Feature: Small breast lesions can be diagnosed with NIR optical tomography
An ultrasound image of a suspicious lesion in the left breast in 76-year-old study participant (Zhu et al). Image Source: Radiology |
Diffuse optical tomography in the NIR region is an emerging modality that can provide functional quantification of tumor hemoglobin concentration (tHb), which is directly related to tumor angiogenesis and tumor hypoxia, lead study author Quing Zhu, PhD, a professor of bioengineering at the University of Connecticut in Storrs, Conn., said in an interview. Researchers sought to investigate the potential role of this technology with ultrasonographic localization as a means of differentiating early-stage cancers from benign lesions in the breast.
However, “[optical tomography] is not an independent modality and this technology can tell the likelihood based on modalities, such as ultrasound, along with the chances are of a lesion being malignant or benign,” explained Zhu. “The two diagnostic tools have really good synergy together.”
The HIPAA-compliant study recruited 178 consecutive women with an average age of 52 years from the University of Connecticut Health Center from September 2004 to September 2008 and from Hartford Hospital in Hartford, Conn. from September 2007 to September 2008.
The participants underwent ultrasound-guided biopsy to indicate solid masses or lesions. The participants were then imaged with a handheld probe consisting of a coregistered ultrasound transducer and an NIR imager, guided by the lesion locations sited by the initial ultrasound.

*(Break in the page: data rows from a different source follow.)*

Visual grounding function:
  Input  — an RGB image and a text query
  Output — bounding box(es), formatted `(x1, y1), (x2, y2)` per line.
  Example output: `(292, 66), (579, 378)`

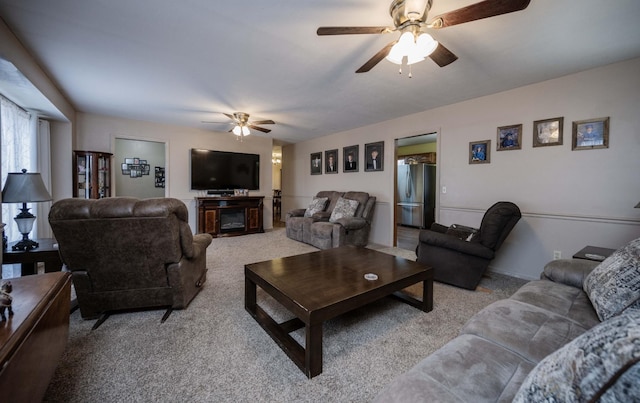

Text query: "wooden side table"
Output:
(573, 246), (616, 262)
(2, 238), (62, 276)
(0, 272), (71, 402)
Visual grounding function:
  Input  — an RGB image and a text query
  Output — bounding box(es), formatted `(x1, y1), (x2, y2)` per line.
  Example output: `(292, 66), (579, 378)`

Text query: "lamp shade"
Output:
(2, 169), (51, 203)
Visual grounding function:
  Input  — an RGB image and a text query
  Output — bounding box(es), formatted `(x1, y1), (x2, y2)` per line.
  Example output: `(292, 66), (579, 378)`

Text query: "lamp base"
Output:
(11, 238), (40, 251)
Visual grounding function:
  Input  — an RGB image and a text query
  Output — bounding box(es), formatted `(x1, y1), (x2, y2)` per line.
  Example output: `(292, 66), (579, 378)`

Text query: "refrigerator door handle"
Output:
(404, 166), (411, 199)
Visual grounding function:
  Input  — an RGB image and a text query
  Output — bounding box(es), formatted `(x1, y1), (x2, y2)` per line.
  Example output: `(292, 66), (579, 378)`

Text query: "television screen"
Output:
(191, 148), (260, 190)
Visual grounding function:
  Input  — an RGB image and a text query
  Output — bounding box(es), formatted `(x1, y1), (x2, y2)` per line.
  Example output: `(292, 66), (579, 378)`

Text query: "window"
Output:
(0, 95), (50, 246)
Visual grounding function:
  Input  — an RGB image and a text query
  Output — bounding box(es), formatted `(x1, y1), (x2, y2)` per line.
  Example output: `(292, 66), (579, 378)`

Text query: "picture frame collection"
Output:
(469, 117), (609, 164)
(309, 141), (384, 175)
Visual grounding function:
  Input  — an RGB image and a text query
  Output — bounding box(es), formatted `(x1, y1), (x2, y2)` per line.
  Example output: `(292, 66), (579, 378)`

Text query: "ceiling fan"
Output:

All core biopsy and surgical specimens were initially reviewed by two attending pathologists blinded to the optical imaging results.

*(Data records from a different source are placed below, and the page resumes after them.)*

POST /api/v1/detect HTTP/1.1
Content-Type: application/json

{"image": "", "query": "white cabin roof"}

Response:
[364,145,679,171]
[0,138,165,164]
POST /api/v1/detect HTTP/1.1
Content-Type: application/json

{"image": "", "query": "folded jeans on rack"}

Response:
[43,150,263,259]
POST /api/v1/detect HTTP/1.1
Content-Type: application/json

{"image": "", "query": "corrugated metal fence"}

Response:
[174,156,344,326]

They measured light absorption from the optical imaging at two different wavelengths (780 and 830 nanometers) and evaluated tumor angiogenesis on the basis of calculated total hemoglobin concentration (tHb) and correlated this measurement with the core biopsy results. In addition, the authors acquired optical data from the normal contralateral breast to be used as reference for calculating the background optical absorption. The tHb was correlated with pathologic parameters within the patients diagnosed with carcinomas and followed up with subsequent excision, the researchers wrote.
Within their patient cohort, Zhu and colleagues observed two cases of in situ carcinomas (Tis), 35 T1 carcinomas, 24 T2–T4 carcinomas and 114 benign lesions. The mean maximum and mean average tHb of the Tis–T1 group were 102.0 m mol/L and 71.9 m mol/L and those of the T2–T4 group were 100.3 m mol/L and 67.0 m mol/L respectively. The mean maximum and mean average tHb of the benign group were 55.1 m mol/L and 39.1 m mol/L, respectively.
From this data, the authors determined that a two-fold higher tHb was found in malignant invasive breast cancer lesions when compared to benign lesions after the employment of optical tomography.
Moreover, Tis-T1 cancers resulted in 92 percent sensitivity, 93 percent specificity, 81 percent positive predictive value and 97 percent negative predictive value. For T2-T4 tumors, sensitivity, specificity, positive predictive value and negative predictive values were determined to be 75, 93, 69 and 95 percent, respectively.
“We found the new technology is suited for the diagnosis of the small lesions, and this is good news because small lesions are the lesions that physicians and radiologists are having trouble identifying, and they are harder to biopsy because the needle has to be accurate to pinpoint the location,” explained Zhu.
Despite the findings pointing to the technology being especially helpful for smaller lesions, Zhu noted that the study also found that optical tomography can play a role in the detection of larger lesions. “We think that for larger lesions, technology can add more information to what was found by ultrasound, including tHb distribution features, like heterogeneous peripheral enhancement or posterior shadowing,” she said.
The technology can result in cost-saving opportunities as well, noted Zhu, explaining that with optical tomography as a second or third modality, radiologists may determine that some patients may not require biopsies and instead be good candidates for watchful waiting for six months. In addition, the technology may help radiologists improve diagnostic confidence.
Down the road, “we envision that this technology will be very valuable to image patients who are very highly suspicious for early stage invasive breast cancers. We would like the adjunct technology to translate to clinical application, but this needs another level of a multiple-site clinical study," Zhu concluded.